At the height of his business career, Ralph Whitworth oversaw $6 billion through his firm, Relational Investors, which purchased stakes in companies and pushed for management changes that made them more profitable for investors.
In 2015, the year before he died from human papillomavirus-related head and neck cancer, he added to his legacy by starting the nonprofit Immunotherapy Foundation with his wife, Fernanda. Their goal was to cure cancer.
She and their son Doug have since championed the cause.
“He was just the best dad in the world,” said Doug, 12, who has a younger sister, Ava, and is a seventh-grader at R. Roger Rowe Middle School in Rancho Santa Fe.
He added that his father was a “hard worker” who “never gave up on anything.” Whatever the task, Ralph put off eating and sleeping until he found a solution. Now Doug wants to bring that level of tenacity to supporting cancer research, education and advocacy for ways to reduce the risks.
The Immunotherapy Foundation has provided funding for immunotherapy research, with a specific focus on HPV-driven cancers, according to the organization’s website. The foundation has worked with UC San Diego and the La Jolla Institute for Allergy and Immunology on human papillomavirus (HPV)-related research.
The nonprofit’s current efforts include supporting advancements in adoptive cell therapies, which are used to bolster the immune system; personalized vaccines, which can provide a more targeted assistance to the body’s immune system; and novel drugs, which can help patients by fulfilling unmet medical needs.
Approximately 44,000 new cases of cancer every year are found in areas of the body where HPV is found, according to the Centers for Disease Control and Prevention.

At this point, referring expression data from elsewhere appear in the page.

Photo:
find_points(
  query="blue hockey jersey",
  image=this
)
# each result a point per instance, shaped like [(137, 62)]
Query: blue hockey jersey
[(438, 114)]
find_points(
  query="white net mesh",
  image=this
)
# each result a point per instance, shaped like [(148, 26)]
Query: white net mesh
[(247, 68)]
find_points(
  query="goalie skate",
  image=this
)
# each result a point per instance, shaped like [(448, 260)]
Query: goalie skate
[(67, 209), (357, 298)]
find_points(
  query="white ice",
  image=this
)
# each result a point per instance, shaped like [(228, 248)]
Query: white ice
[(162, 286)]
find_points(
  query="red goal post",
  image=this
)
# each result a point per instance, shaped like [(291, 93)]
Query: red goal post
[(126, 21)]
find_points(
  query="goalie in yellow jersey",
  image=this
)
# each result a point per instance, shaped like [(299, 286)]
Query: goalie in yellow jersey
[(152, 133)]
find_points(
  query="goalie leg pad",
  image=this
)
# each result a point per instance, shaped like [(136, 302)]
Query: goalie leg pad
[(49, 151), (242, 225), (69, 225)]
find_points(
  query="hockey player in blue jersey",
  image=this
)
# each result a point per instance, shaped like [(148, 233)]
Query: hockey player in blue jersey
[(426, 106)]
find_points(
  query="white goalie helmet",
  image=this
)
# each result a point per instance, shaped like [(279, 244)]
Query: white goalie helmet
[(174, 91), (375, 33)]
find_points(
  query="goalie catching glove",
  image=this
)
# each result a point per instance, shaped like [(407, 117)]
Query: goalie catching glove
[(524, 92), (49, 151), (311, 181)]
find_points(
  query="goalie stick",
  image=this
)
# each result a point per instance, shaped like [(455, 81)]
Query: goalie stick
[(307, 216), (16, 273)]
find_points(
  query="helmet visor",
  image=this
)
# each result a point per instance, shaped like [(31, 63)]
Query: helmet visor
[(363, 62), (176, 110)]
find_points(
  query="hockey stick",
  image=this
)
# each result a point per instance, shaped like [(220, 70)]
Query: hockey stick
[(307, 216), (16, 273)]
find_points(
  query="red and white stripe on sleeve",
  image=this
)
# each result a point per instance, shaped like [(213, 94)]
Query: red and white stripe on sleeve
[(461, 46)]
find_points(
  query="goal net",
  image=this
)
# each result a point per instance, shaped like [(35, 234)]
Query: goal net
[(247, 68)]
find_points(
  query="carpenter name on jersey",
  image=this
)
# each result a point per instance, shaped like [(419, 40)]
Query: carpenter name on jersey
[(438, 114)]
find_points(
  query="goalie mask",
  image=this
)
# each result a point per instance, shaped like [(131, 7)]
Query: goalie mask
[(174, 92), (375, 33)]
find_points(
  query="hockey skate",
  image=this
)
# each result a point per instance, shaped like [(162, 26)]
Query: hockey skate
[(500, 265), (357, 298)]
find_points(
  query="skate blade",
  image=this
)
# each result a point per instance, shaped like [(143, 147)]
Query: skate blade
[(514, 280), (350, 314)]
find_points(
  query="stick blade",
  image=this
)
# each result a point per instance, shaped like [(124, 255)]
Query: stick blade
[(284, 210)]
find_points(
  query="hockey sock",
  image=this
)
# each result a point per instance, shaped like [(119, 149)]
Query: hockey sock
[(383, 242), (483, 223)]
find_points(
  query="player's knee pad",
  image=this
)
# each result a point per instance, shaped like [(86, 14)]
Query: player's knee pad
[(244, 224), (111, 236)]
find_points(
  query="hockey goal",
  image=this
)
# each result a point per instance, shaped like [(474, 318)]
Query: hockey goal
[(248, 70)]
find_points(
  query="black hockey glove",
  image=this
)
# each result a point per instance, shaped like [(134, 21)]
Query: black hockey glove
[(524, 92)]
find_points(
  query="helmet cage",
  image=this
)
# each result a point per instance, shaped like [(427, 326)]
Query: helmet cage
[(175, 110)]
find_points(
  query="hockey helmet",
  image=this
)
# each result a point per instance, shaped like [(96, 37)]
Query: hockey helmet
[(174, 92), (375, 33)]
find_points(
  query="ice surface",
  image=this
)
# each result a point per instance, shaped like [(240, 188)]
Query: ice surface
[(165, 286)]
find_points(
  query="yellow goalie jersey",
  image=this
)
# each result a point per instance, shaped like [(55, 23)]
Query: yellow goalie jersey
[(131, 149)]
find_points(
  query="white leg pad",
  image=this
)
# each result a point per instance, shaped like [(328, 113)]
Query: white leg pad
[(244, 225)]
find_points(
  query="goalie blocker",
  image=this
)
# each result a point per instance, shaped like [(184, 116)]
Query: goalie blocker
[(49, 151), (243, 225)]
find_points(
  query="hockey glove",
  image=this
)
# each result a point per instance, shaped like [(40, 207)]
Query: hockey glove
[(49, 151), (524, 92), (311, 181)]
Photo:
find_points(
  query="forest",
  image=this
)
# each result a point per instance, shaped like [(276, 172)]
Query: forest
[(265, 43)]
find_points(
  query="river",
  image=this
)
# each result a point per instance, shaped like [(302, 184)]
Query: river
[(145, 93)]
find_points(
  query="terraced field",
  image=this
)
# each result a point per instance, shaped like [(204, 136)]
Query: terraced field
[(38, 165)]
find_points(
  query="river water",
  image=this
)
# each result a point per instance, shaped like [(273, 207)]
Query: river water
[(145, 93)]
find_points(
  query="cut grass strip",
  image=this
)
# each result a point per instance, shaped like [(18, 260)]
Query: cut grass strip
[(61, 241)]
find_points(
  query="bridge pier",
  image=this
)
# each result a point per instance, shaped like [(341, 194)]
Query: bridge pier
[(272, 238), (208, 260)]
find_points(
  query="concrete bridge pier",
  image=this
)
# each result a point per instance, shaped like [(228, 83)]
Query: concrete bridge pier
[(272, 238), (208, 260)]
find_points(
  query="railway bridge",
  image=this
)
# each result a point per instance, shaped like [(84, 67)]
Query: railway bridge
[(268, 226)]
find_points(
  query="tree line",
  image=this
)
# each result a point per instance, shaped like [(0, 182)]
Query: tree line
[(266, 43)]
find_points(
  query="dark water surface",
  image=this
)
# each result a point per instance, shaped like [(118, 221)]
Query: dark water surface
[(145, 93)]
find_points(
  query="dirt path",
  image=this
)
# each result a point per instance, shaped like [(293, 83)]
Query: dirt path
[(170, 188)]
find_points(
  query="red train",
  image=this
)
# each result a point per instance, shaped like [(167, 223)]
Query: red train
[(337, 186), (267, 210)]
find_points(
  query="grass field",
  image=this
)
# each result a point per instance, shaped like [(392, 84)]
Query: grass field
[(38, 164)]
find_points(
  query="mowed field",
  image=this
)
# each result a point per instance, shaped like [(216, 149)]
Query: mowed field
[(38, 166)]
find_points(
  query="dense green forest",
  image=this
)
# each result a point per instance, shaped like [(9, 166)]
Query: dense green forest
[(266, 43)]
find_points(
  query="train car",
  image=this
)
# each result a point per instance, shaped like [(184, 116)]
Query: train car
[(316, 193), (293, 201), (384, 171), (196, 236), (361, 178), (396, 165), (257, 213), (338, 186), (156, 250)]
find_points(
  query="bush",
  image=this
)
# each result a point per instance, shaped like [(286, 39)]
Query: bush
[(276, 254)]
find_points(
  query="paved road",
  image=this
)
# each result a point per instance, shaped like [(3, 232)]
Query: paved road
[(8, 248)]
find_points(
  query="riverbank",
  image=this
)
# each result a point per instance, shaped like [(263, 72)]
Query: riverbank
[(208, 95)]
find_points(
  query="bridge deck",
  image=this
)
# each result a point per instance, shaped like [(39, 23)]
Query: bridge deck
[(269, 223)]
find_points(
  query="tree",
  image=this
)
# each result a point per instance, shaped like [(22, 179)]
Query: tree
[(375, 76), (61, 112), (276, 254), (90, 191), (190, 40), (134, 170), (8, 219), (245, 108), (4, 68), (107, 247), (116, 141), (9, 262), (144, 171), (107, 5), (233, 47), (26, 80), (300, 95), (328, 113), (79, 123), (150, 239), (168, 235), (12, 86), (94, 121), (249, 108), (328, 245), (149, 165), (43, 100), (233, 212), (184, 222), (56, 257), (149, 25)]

About 35,000 of those are caused by HPV.
One of the preventative measures the Immunotherapy Foundation promotes is the HPV vaccine, which the CDC recommends to everyone through age 26. In some cases, adults through age 45 can also benefit from the vaccination, although it’s more likely that they’ve already been exposed to HPV. HPV types categorized as “low-risk” can cause warts, “high-risk” types can cause cancer. The body’s immune system is typically able to eliminate HPV infection.
Doug was 8 around the time his parents launched the foundation, but he said it was a little later before he started to understand the work they were doing, and when he learned of his father’s diagnosis.
“Cancer is a terrible disease,” Doug said, adding that he’s passionate about educating people about how they can minimize their risks of contracting certain types of cancer. “I think that you should take the shot.”